TRADITIONAL GOSPEL SONG
Juan Felipe Herrera: “Blood on the Wheel”
“Blood on the Wheel,” Juan Felipe Herrera’s effusive, energetic catalog of violent extremes, may sound almost improvised; the poem passionately leaps from scene to scene, phrase to phrase, reacting against the pervasive injustice that Herrera notices and envisions in the United States and beyond. And yet the same poem evokes puzzles and mysteries, working both to see, and to see beyond, the grounds for outrage in a day’s or a year’s headline news. Like much of Herrera’s work, it shows roots in West Coast Chicano/a experience even while it exults in crossing national, regional, social, and linguistic boundaries. “Blood on the Wheel” uses its unruly textures and its array of rhetorical effects (some of them linked strongly to oral performance) to become at once public and hermetic, collective and yet idiosyncratic: the poem ends up on fire with a mission that we can follow but may never entirely grasp.
Now the poet laureate of California, and the author of two dozen books of verse and prose, Herrera began as a writer and performer who worked both in Spanish and in English, sometimes within the same piece. Amid the West Coast Chicano/a movement of the early 1970s, Herrera joined “street theater groups,” as he has said in interviews, “that worked with musicians to do performance poetry.” That early work inflects his later verse. The live energy of performance infuses the couplets and lists of “Blood on the Wheel,” propelled as it is by repetitions, catalogs, and syntax (or the absence of syntax) that lets listeners stay in the moment.
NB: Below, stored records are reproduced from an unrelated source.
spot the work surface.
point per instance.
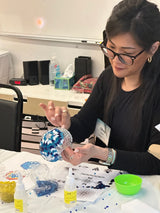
(89, 200)
(36, 94)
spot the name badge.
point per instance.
(158, 127)
(102, 131)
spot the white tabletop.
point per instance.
(109, 201)
(49, 92)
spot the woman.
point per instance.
(126, 96)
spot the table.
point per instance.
(36, 94)
(108, 201)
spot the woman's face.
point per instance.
(125, 44)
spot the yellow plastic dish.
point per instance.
(128, 184)
(7, 189)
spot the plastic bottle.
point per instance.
(54, 70)
(70, 191)
(20, 196)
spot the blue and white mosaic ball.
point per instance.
(51, 145)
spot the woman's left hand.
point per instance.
(79, 155)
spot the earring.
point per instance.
(150, 59)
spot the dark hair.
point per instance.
(142, 19)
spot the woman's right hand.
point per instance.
(58, 116)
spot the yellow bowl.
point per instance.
(7, 189)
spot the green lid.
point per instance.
(128, 184)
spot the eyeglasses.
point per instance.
(124, 58)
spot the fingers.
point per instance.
(65, 117)
(43, 106)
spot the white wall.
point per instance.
(27, 50)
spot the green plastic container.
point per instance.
(128, 184)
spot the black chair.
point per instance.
(11, 120)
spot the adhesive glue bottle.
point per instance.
(70, 191)
(20, 196)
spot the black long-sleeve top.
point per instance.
(132, 154)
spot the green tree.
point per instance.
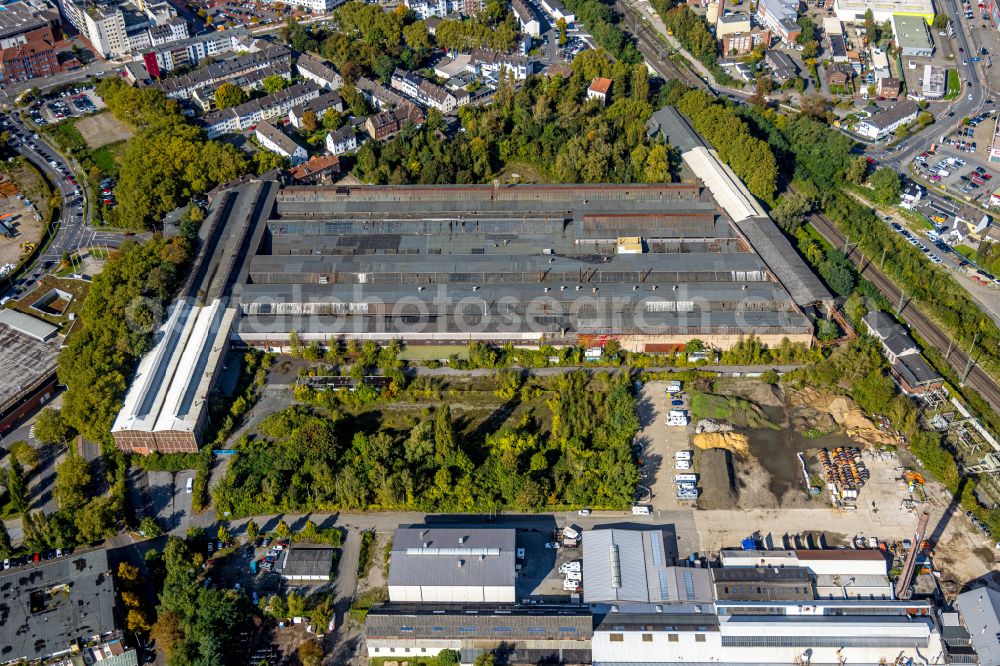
(310, 653)
(98, 519)
(274, 83)
(229, 95)
(886, 186)
(5, 546)
(857, 170)
(24, 453)
(17, 487)
(50, 428)
(309, 121)
(72, 483)
(265, 161)
(417, 36)
(150, 527)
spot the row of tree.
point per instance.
(167, 161)
(547, 123)
(303, 460)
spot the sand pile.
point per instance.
(734, 442)
(845, 414)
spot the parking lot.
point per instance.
(68, 104)
(959, 168)
(659, 444)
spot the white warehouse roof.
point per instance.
(727, 189)
(626, 565)
(172, 381)
(451, 558)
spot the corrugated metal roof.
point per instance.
(452, 556)
(28, 325)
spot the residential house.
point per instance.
(907, 367)
(887, 121)
(245, 116)
(492, 64)
(384, 125)
(319, 170)
(935, 82)
(600, 89)
(781, 65)
(911, 195)
(556, 10)
(527, 17)
(378, 95)
(276, 141)
(423, 91)
(781, 17)
(888, 88)
(839, 74)
(319, 72)
(319, 106)
(269, 58)
(342, 141)
(193, 50)
(34, 58)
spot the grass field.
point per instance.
(108, 157)
(102, 129)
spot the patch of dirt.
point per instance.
(101, 129)
(753, 390)
(734, 442)
(809, 403)
(717, 480)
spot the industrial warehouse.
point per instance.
(641, 605)
(649, 265)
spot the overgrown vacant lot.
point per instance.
(482, 445)
(101, 129)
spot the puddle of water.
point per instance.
(776, 449)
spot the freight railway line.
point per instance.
(653, 51)
(977, 378)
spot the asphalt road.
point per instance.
(916, 318)
(74, 231)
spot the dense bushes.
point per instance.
(167, 161)
(749, 157)
(306, 461)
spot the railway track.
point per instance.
(977, 379)
(652, 50)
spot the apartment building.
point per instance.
(245, 116)
(34, 58)
(193, 50)
(273, 139)
(425, 9)
(342, 141)
(320, 72)
(424, 92)
(319, 106)
(271, 57)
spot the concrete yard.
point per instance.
(779, 516)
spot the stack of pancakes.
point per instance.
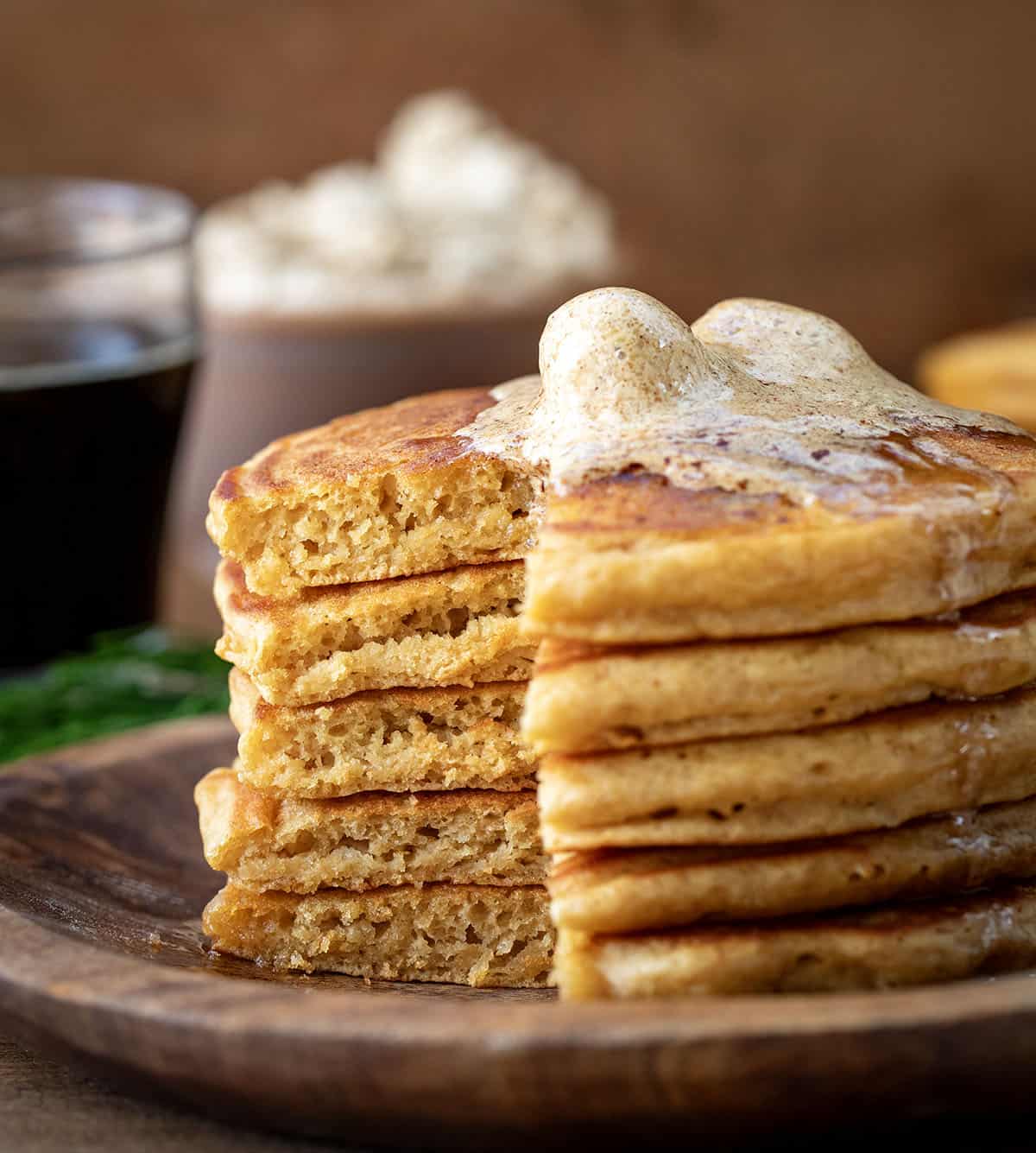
(381, 820)
(785, 699)
(786, 744)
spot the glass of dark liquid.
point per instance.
(98, 338)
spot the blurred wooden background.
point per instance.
(876, 161)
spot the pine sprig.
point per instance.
(128, 678)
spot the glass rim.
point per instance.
(161, 218)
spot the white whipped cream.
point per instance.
(457, 212)
(754, 396)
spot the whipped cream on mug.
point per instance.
(457, 213)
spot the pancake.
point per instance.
(385, 492)
(368, 840)
(629, 890)
(453, 627)
(994, 369)
(464, 934)
(754, 474)
(873, 773)
(395, 739)
(878, 949)
(685, 565)
(587, 697)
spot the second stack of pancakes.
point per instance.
(381, 820)
(771, 759)
(703, 798)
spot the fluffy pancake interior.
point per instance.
(386, 492)
(368, 840)
(439, 629)
(465, 934)
(396, 739)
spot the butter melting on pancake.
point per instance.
(755, 396)
(754, 474)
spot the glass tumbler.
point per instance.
(98, 338)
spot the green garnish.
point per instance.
(130, 678)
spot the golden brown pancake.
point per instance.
(753, 474)
(587, 697)
(873, 773)
(386, 492)
(395, 739)
(876, 949)
(465, 934)
(375, 839)
(635, 561)
(629, 890)
(453, 627)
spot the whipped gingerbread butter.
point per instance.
(755, 396)
(458, 212)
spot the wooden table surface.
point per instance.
(47, 1108)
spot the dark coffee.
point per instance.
(90, 413)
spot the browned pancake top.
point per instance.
(414, 434)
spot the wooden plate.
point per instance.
(102, 882)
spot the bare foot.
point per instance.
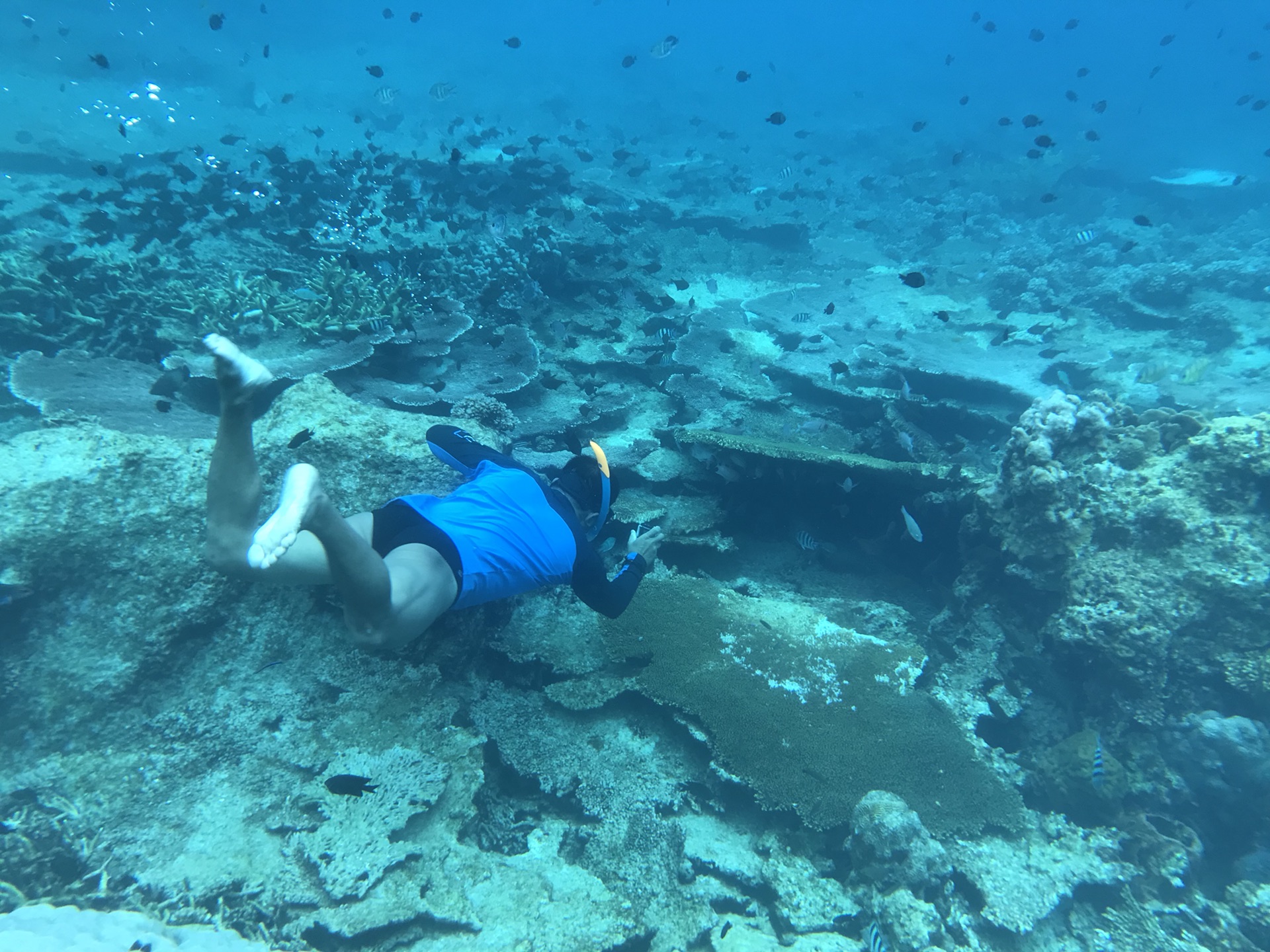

The poem invites us to acknowledge the many ways in which it can be heard—as performance, as incantation, as sermonlike denunciation, and also as a series of riffs and anti-realist takes on the interconnection of Detroit and Texas, poet and society, “the Groove Shopping Center” and the mysterious “Macho Hat.” On the one hand, it sprawls in many directions, all over its imagined map; on the other, it holds itself together around the many implications of one complicated word.
That word, of course, is “blood,” which comes to represent (among other things) violence, guilt (as in “blood on our hands”), life itself, vigor, a common humanity, and familial or communal loyalty (“blood ties”). Blood connects everything to everything, every body to every other body: we American readers (Anglo, Chicano, or otherwise) might be connected by our culpable ignorance, by an outrageous and especially American devotion to violence, and by a kind of loyalty to one another that—if it does not destroy us—might save us instead.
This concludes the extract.